Peliano costuma brincar que a poes-ia e foram os poetas que a trouxeram de volta! Uma de suas invenções mais ricas é conseguir por em palavras lirismos maravilhosos, aqueles que percebemos de repente e temos a impressão que não vamos conseguir exprimi-los. Exemplos: de Manoel de Barros -"Deixamos Bernardo de manhã em sua sepultura. De tarde o deserto já estava em nós"; de Ernesto Sabato - "Sólo quienes sean capaces de encarnar la utopía serán aptos para ... recuperar cuanto de humanidad hayamos perdido"; de Thiago de Mello - "Faz escuro mas eu canto"; de Helen Keller - "Nunca se deve engatinhar quando o impulso é voar"; de Millôr Fernandes - "Sim, do mundo nada se leva.
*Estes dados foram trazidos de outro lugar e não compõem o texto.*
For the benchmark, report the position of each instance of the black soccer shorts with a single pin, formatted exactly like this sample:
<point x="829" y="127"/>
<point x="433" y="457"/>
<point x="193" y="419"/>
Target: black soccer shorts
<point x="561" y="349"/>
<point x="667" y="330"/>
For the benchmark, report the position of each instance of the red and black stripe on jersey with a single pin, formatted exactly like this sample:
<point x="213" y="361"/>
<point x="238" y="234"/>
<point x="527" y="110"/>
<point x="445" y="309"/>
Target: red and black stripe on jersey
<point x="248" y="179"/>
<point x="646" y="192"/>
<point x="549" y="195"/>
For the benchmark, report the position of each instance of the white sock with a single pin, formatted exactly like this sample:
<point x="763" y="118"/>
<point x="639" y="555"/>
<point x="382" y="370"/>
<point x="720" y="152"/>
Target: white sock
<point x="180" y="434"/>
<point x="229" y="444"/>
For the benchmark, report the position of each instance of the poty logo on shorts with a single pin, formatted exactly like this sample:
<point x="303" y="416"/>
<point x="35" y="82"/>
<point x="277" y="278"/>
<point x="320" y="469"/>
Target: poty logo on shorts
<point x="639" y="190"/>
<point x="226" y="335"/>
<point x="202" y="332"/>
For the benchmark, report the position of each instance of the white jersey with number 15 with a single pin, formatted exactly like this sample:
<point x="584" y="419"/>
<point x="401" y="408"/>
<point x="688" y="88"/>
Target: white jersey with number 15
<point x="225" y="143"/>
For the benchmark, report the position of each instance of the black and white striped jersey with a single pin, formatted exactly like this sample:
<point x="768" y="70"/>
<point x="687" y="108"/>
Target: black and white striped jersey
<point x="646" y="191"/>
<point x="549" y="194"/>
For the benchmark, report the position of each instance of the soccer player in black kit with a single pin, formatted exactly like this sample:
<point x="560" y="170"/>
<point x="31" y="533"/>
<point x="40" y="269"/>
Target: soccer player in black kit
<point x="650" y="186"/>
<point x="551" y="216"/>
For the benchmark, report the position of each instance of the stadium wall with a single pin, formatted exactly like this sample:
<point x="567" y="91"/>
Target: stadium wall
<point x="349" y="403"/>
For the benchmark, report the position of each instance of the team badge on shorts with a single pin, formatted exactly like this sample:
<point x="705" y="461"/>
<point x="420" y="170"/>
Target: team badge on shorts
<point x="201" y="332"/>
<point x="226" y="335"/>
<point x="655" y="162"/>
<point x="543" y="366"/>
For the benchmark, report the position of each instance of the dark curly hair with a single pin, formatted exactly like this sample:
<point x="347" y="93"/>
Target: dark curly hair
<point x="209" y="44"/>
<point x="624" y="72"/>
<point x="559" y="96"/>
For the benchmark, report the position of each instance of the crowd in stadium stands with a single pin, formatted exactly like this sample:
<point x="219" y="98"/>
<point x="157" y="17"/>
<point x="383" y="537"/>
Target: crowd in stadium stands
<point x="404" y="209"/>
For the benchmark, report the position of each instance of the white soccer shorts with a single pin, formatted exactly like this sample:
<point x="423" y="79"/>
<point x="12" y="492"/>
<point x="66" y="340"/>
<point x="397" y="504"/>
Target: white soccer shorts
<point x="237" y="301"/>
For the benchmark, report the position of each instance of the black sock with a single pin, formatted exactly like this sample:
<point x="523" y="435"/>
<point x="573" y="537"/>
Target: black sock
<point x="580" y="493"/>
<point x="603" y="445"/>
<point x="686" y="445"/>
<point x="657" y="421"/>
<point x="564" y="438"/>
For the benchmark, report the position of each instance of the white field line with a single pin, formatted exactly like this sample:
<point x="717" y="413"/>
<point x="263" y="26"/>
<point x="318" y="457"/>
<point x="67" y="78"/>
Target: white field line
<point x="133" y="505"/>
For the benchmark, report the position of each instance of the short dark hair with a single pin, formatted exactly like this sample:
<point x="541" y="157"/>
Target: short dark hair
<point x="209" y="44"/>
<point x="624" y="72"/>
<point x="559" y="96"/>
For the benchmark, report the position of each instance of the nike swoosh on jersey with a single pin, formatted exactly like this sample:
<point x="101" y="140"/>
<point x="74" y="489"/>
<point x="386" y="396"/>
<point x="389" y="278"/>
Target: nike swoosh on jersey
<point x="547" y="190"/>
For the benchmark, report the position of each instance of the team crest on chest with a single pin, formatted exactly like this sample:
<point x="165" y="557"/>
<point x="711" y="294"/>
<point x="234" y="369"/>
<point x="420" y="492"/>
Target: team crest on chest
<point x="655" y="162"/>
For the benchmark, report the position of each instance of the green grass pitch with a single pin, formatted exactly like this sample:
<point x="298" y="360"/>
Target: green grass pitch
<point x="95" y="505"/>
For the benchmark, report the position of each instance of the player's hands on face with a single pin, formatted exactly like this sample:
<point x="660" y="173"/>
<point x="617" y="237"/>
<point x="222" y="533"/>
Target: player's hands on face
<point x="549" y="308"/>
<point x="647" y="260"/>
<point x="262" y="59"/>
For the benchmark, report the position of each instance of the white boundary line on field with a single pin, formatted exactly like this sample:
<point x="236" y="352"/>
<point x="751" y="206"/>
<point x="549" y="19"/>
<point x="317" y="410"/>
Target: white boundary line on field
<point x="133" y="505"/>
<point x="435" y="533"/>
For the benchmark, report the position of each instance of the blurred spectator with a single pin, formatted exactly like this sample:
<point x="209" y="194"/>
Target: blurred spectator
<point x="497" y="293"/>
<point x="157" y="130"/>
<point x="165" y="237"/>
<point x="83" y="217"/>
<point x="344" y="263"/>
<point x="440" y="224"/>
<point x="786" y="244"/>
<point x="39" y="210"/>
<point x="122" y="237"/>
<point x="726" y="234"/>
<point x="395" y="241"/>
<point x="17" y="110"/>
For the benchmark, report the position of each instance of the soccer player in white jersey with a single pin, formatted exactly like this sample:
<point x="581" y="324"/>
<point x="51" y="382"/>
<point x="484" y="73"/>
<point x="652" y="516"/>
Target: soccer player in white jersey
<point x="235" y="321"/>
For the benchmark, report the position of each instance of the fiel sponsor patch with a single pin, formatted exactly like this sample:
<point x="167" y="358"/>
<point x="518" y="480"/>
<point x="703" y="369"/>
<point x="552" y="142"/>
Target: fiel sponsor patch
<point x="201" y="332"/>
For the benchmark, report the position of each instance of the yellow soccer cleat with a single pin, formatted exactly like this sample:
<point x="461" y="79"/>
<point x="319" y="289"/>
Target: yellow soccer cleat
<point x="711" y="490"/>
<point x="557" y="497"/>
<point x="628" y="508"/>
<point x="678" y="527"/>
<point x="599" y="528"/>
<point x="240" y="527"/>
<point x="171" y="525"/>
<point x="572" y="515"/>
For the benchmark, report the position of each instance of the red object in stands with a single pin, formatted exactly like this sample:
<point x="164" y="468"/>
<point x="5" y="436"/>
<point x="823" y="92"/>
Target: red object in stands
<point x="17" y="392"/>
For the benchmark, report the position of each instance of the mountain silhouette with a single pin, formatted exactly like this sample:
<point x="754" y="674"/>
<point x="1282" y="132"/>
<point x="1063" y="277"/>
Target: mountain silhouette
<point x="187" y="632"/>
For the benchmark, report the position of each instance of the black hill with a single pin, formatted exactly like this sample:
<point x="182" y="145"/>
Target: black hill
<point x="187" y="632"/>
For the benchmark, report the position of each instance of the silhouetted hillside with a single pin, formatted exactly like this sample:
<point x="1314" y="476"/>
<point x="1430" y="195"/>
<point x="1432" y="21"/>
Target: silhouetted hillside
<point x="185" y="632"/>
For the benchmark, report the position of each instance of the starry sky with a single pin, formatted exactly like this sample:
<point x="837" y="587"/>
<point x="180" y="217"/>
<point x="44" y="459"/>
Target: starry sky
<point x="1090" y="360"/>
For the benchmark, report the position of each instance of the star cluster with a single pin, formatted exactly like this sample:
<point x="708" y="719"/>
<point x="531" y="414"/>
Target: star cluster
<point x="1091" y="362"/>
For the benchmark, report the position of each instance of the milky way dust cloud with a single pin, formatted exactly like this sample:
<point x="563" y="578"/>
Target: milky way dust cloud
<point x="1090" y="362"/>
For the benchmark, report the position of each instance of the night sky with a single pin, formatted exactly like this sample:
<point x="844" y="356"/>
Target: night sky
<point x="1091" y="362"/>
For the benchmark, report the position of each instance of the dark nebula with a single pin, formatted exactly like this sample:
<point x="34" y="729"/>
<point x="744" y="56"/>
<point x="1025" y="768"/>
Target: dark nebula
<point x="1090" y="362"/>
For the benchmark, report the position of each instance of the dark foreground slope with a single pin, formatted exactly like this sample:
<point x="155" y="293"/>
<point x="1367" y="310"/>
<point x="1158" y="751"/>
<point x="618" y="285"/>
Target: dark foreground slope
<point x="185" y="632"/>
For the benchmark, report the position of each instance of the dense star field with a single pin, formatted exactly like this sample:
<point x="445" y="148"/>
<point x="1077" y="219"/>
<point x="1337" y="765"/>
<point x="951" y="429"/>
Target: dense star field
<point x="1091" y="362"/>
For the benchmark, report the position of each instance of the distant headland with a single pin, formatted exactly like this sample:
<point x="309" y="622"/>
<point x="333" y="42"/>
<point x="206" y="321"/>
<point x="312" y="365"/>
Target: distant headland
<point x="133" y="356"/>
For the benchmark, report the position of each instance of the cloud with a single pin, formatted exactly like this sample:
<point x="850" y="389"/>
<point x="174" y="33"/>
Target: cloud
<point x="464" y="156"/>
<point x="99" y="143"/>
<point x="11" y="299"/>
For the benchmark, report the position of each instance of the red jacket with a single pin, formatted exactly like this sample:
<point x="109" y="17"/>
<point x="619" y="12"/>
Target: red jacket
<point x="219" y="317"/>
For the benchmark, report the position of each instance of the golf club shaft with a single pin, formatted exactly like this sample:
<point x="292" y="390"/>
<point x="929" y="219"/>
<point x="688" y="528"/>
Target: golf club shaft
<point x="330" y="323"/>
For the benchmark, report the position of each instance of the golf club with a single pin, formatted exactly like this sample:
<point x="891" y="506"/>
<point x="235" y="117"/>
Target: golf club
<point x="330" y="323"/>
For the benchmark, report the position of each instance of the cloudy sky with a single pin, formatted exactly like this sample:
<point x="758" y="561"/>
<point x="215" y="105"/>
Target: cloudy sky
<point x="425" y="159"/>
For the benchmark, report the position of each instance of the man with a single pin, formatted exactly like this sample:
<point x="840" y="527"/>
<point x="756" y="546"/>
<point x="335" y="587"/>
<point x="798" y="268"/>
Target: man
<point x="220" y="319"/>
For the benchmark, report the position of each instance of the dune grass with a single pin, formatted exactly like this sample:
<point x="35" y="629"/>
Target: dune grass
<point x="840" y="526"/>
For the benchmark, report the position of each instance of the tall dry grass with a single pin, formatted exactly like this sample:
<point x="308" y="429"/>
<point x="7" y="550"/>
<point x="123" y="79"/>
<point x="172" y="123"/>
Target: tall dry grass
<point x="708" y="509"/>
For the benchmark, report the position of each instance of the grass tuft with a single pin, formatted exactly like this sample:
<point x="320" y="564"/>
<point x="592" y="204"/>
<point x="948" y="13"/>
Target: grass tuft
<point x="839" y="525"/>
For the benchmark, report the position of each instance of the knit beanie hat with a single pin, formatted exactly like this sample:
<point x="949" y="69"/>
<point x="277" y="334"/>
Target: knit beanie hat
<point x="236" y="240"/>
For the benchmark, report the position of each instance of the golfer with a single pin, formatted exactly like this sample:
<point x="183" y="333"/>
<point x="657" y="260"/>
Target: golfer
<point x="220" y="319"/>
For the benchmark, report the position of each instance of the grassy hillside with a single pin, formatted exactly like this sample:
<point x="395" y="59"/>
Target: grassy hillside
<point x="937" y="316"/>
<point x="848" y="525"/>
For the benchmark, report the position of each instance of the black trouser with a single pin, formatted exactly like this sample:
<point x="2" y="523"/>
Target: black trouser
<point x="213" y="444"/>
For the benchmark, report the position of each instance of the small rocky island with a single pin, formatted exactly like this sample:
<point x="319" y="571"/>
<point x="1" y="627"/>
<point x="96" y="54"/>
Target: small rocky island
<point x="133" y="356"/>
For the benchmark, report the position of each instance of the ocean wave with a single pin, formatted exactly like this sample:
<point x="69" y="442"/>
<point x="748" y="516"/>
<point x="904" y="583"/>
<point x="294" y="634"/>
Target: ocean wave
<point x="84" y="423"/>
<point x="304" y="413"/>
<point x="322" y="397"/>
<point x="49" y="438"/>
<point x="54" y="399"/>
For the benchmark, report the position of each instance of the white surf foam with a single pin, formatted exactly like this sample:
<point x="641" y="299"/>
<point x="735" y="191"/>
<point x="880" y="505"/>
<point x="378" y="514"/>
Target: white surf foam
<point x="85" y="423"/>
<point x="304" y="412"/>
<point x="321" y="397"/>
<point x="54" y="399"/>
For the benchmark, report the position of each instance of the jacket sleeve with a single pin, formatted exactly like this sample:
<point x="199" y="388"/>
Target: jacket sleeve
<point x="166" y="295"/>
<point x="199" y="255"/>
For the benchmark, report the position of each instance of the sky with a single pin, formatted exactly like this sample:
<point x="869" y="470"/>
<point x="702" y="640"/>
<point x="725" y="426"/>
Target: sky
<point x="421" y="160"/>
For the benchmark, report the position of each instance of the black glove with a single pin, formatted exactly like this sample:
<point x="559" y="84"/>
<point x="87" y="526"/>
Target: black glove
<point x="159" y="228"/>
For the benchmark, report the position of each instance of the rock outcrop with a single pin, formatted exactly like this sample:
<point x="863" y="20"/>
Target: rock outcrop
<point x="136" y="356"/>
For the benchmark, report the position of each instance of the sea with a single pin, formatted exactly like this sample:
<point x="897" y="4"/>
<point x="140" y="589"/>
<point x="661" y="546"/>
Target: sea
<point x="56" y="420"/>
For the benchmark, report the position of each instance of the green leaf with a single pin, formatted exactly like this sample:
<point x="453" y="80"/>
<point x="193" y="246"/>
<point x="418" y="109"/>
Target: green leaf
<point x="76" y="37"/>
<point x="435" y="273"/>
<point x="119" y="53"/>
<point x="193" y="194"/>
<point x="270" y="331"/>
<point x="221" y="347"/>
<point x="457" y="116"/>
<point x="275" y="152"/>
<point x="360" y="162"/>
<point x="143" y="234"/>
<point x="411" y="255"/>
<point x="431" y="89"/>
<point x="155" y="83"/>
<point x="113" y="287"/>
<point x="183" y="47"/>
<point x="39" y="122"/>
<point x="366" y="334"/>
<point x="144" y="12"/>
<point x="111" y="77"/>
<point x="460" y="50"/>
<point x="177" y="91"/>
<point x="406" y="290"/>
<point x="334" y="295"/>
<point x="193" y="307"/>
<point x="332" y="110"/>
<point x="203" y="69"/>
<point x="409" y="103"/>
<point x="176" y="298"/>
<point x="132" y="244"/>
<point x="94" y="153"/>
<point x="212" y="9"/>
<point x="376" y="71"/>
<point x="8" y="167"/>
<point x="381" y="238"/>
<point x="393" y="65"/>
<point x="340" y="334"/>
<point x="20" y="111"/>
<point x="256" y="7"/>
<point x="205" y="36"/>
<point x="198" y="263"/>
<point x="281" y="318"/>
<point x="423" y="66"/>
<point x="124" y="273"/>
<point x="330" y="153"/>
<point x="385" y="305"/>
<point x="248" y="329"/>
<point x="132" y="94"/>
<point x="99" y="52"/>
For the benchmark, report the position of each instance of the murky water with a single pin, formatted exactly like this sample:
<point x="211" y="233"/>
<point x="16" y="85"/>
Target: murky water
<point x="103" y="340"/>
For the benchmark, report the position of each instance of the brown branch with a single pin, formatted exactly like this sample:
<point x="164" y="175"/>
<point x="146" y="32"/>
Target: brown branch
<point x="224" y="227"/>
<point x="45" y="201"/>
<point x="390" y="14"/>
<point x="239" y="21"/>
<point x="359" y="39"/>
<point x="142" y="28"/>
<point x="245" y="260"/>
Mas é formidável ter uma porção de coisas a que dizer adeus". É como teria exclamado Michelangelo que não fora ele quem esculpiu Davi, pois este já estava pronto dentro da pedra, Michelangelo apenas tirara-o de lá. Então, para Peliano, o lirismo é quando nos abraça o mundo fora de nós, cochicha seu mistério em nossos ouvidos e o pegamos com as mãos da poesia em seus muitos dedos de expressão.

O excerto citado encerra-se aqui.